= WWWJDIC =

WWWJDIC is an online Japanese dictionary based on the electronic dictionaries compiled and collected by Australian academic Jim Breen. The main Japanese–English dictionary file (EDICT) contains over 180,000 entries, and the ENAMDICT dictionary contains over 720,000 Japanese surnames, first names, place names and product names. WWWJDIC also contains several specialized dictionaries covering topics such as life sciences, law, computing, engineering, etc.

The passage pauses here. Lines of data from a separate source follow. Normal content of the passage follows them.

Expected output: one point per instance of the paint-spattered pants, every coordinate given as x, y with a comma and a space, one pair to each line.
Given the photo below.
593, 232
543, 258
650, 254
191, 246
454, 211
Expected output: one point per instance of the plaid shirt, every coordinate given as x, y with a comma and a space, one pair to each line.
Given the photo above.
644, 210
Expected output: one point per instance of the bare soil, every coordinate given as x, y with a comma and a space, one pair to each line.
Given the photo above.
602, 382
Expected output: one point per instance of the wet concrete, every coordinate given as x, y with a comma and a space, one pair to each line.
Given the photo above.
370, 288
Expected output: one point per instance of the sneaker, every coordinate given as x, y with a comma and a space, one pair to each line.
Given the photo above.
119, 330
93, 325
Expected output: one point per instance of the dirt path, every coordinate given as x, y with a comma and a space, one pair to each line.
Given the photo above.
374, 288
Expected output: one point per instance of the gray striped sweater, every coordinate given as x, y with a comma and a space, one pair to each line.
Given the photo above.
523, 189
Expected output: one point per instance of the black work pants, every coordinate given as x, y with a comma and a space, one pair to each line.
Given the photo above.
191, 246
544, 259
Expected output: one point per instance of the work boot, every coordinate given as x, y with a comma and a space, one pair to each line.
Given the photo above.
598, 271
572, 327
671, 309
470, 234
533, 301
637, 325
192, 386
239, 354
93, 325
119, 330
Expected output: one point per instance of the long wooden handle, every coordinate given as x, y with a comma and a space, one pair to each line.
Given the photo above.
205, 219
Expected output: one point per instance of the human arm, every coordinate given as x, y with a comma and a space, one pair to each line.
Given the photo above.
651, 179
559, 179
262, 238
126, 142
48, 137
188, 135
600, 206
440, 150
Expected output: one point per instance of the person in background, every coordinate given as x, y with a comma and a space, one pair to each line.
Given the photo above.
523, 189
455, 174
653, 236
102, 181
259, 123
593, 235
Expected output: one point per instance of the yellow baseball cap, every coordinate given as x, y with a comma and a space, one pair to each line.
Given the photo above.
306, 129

For example sentences with Japanese words, WWWJDIC makes use of a sentence database from the Tatoeba project, largely based on the Tanaka Corpus. Unlike the original Tanaka Corpus, the sentences from the Tatoeba project are not public domain, but are available under the non-restrictive CC-BY license. The sentence collection contains over 150,000 sentence pairs in Japanese and English.

In addition to Japanese–English, the dictionary has Japanese paired with German, French, Russian, Hungarian, Swedish, Spanish and Dutch. However, currently there are no example sentences for these languages.

The dictionary is updated freely and may be copied under its own licence arrangements.

Several mirror sites of the main WWWJDIC also exist around the world. These sites update daily from the home site at the Electronic Dictionary Research and Development Group (EDRDG).